As I noted on Twitter earlier, today is the 138th anniversary of the marriage of Matt Hall and Kate Birchall Geoghegan. As this happens to fall on Wedding Wednesday I thought I might just write what will be a very brief post about it.
The wedding took place on 11 July 1874, a Saturday, at St Peter’s Church in Bolton, Lancashire. The couples were married by banns by John Stott, Lecturer & Curate. The present church had been completed and consecrated just three years earlier.
Matthew Hall was aged 24 and a ‘Boiler Maker’, a bachelor of 20 Velvet Walks. His bride to be was Kathleen Birchall Geoghegan, aged 20, a spinster of 19 Portugal St. The clerk misspelt the bride's surname as 'Geoghean'.
The groom's father was John Hall, ‘Cloth Milliner’, and the bride’s father Joseph Bryan Geoghegan, ‘Musician’. Joseph Bryan Geoghegan is also given as witness to the marriage, as is Kate’s sister, Ann Birchall Geoghegan. This is unsurprising as the wedding took place in Kate’s hometown, while Matt’s family were far away in Middlesbrough and in Batley. I wonder whether any of them were present?
I tried, for fun, to find out what the weather might have been like (perhaps inspired by our rather changeable summer weather at the moment). I couldn’t find much for the Bolton area, but there was a huge thunderstorm in Tunbridge Wells that day and three inches of rain fell in two hours. In light of this, and given that Bolton is practically Manchester, I suspect it was most likely raining!
The couple went on to have five children together, between 1879 and 1891. But the marriage didn’t last - perhaps because, as the old rhyme says, 'Saturday brides will have no luck at all'.

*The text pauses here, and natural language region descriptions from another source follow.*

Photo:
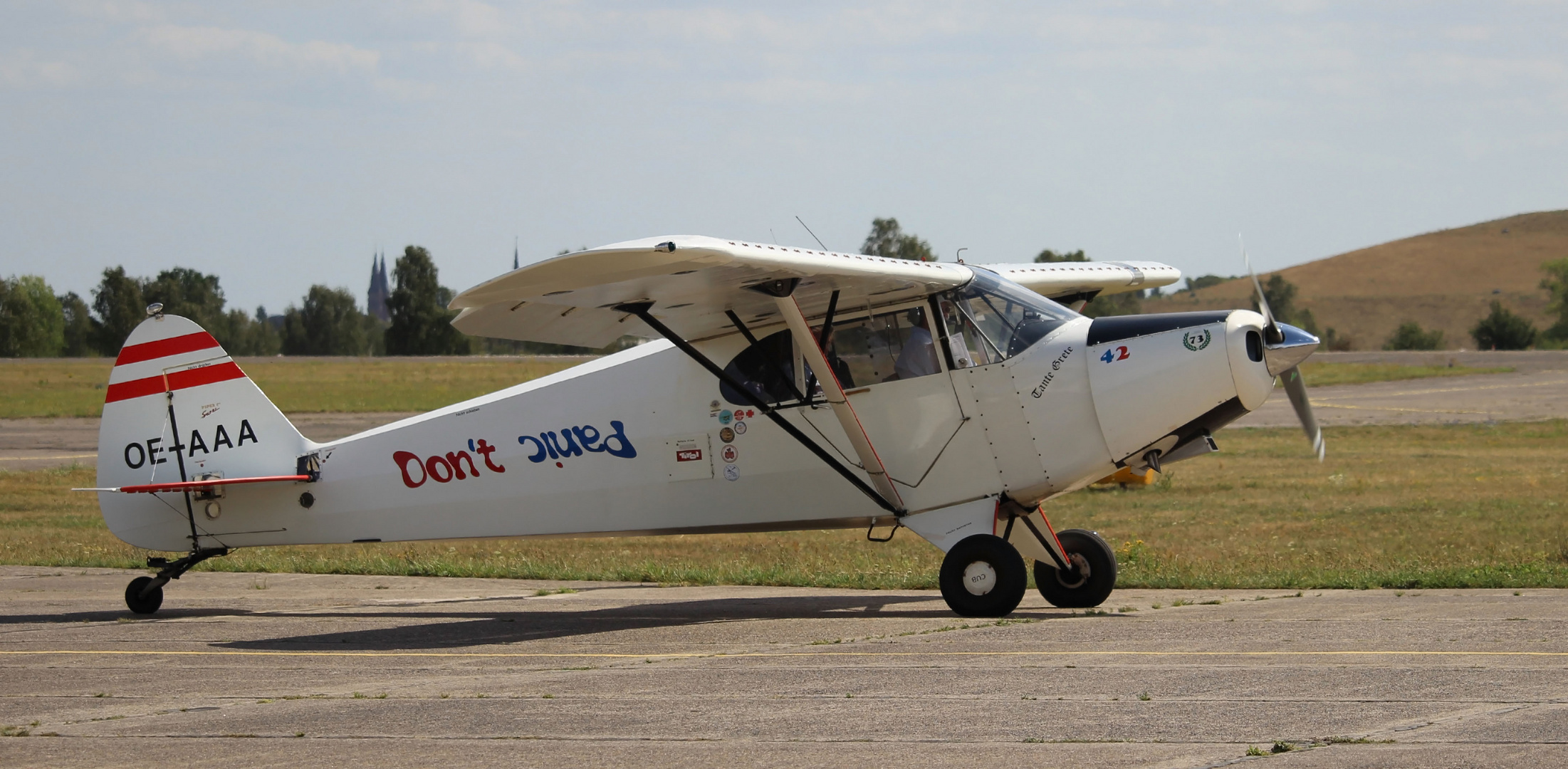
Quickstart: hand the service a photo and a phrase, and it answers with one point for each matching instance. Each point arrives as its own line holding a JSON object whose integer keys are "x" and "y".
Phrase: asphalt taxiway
{"x": 284, "y": 669}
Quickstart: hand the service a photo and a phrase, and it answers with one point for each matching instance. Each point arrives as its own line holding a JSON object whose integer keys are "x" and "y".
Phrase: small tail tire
{"x": 140, "y": 603}
{"x": 1090, "y": 582}
{"x": 983, "y": 576}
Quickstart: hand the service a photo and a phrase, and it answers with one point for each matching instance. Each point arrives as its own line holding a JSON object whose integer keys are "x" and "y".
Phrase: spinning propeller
{"x": 1285, "y": 347}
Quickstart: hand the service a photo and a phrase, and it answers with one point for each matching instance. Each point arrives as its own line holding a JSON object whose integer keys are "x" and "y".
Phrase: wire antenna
{"x": 812, "y": 234}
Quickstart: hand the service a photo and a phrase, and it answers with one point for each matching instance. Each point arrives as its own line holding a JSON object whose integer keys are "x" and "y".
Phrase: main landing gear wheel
{"x": 983, "y": 576}
{"x": 1092, "y": 578}
{"x": 143, "y": 603}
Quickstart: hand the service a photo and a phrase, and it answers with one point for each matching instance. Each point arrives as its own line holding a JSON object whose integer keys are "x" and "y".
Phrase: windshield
{"x": 991, "y": 319}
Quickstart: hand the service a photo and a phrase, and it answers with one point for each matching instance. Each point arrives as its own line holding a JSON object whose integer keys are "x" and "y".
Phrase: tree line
{"x": 1500, "y": 330}
{"x": 35, "y": 322}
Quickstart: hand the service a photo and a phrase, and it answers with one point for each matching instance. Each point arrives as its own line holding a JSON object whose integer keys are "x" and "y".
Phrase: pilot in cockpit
{"x": 919, "y": 350}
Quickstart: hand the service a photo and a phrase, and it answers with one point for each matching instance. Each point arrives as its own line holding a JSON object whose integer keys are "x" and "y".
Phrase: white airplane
{"x": 790, "y": 389}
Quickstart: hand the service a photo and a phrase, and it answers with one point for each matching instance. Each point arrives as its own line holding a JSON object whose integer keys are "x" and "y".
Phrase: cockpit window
{"x": 767, "y": 370}
{"x": 991, "y": 319}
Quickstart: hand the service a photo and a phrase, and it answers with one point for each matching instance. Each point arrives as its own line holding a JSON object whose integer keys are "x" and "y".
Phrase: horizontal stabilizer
{"x": 181, "y": 486}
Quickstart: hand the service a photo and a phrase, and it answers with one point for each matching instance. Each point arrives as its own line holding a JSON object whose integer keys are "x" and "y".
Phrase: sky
{"x": 280, "y": 145}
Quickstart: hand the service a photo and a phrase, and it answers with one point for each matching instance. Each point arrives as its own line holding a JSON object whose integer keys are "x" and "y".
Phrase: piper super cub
{"x": 790, "y": 389}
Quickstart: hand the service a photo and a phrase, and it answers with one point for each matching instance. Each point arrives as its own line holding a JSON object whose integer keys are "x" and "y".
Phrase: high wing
{"x": 695, "y": 280}
{"x": 692, "y": 281}
{"x": 1075, "y": 281}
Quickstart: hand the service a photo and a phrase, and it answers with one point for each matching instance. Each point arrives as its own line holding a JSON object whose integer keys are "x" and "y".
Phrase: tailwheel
{"x": 140, "y": 598}
{"x": 1090, "y": 581}
{"x": 983, "y": 576}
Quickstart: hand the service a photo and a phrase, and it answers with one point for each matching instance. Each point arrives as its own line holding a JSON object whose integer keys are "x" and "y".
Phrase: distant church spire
{"x": 377, "y": 297}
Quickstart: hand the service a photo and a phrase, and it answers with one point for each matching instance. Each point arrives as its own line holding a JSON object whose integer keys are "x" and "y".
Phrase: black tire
{"x": 998, "y": 575}
{"x": 1093, "y": 580}
{"x": 137, "y": 602}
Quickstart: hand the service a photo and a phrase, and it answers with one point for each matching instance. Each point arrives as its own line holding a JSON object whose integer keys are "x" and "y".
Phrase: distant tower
{"x": 377, "y": 297}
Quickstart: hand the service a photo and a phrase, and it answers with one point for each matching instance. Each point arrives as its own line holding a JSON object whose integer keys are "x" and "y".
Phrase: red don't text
{"x": 444, "y": 468}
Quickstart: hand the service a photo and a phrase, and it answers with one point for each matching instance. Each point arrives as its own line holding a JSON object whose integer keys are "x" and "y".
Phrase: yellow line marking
{"x": 777, "y": 653}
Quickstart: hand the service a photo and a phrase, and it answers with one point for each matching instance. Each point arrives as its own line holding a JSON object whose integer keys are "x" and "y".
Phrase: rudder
{"x": 179, "y": 409}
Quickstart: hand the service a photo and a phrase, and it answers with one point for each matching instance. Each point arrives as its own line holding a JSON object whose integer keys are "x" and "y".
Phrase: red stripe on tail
{"x": 177, "y": 380}
{"x": 165, "y": 347}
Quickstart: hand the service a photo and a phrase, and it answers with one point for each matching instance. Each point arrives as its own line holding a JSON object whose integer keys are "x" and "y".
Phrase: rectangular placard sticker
{"x": 689, "y": 459}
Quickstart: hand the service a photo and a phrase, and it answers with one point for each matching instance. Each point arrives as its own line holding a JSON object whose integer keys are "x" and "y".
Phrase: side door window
{"x": 882, "y": 347}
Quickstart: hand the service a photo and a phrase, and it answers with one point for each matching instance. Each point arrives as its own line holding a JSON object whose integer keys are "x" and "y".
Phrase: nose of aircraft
{"x": 1292, "y": 347}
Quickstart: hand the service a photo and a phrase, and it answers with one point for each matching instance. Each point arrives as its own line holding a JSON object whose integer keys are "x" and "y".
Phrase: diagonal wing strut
{"x": 642, "y": 311}
{"x": 841, "y": 405}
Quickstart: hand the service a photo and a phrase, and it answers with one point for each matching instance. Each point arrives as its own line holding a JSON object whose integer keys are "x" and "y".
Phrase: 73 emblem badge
{"x": 1197, "y": 341}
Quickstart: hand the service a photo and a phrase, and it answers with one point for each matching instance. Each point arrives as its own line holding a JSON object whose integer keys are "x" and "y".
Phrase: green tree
{"x": 251, "y": 335}
{"x": 32, "y": 324}
{"x": 189, "y": 294}
{"x": 82, "y": 328}
{"x": 1502, "y": 330}
{"x": 120, "y": 308}
{"x": 888, "y": 239}
{"x": 1556, "y": 283}
{"x": 421, "y": 320}
{"x": 1410, "y": 336}
{"x": 328, "y": 324}
{"x": 1065, "y": 256}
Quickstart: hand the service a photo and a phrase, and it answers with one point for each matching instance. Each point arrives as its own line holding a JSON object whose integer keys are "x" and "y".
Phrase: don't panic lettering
{"x": 573, "y": 441}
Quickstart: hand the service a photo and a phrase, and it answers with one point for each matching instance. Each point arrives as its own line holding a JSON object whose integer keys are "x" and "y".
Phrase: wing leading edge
{"x": 692, "y": 281}
{"x": 1081, "y": 280}
{"x": 695, "y": 280}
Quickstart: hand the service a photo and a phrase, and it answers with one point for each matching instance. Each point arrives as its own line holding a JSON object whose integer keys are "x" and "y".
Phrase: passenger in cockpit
{"x": 919, "y": 350}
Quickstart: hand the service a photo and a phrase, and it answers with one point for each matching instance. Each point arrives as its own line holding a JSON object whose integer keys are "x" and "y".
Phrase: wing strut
{"x": 642, "y": 311}
{"x": 835, "y": 393}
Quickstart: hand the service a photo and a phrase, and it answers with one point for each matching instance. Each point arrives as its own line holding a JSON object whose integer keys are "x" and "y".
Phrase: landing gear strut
{"x": 1090, "y": 580}
{"x": 145, "y": 595}
{"x": 983, "y": 576}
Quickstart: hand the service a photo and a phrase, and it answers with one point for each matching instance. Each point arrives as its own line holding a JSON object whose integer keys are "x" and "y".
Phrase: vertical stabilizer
{"x": 179, "y": 409}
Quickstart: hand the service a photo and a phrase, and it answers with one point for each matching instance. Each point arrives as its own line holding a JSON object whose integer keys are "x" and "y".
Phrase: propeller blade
{"x": 1272, "y": 330}
{"x": 1295, "y": 387}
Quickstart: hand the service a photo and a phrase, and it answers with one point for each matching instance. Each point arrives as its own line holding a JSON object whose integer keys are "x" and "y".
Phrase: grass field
{"x": 1325, "y": 374}
{"x": 297, "y": 385}
{"x": 1410, "y": 508}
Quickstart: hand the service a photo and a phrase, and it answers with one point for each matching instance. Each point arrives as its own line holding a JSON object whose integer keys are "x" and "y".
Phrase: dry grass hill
{"x": 1441, "y": 280}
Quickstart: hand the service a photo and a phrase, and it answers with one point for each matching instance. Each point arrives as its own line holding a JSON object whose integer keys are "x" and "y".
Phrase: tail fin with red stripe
{"x": 179, "y": 409}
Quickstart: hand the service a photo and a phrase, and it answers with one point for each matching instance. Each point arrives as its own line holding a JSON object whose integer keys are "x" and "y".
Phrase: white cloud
{"x": 204, "y": 43}
{"x": 26, "y": 70}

Matthew Hall divorced his wife on the grounds of adultery in 1896. He then moved from Lincoln, where the couple had been living for at least five years to take up a post at the Gaiety in Hanley, where he remained until at least 1812. He died in Barnsley in 1922. I have found no trace of Kate following their divorce – a mystery yet to be solved.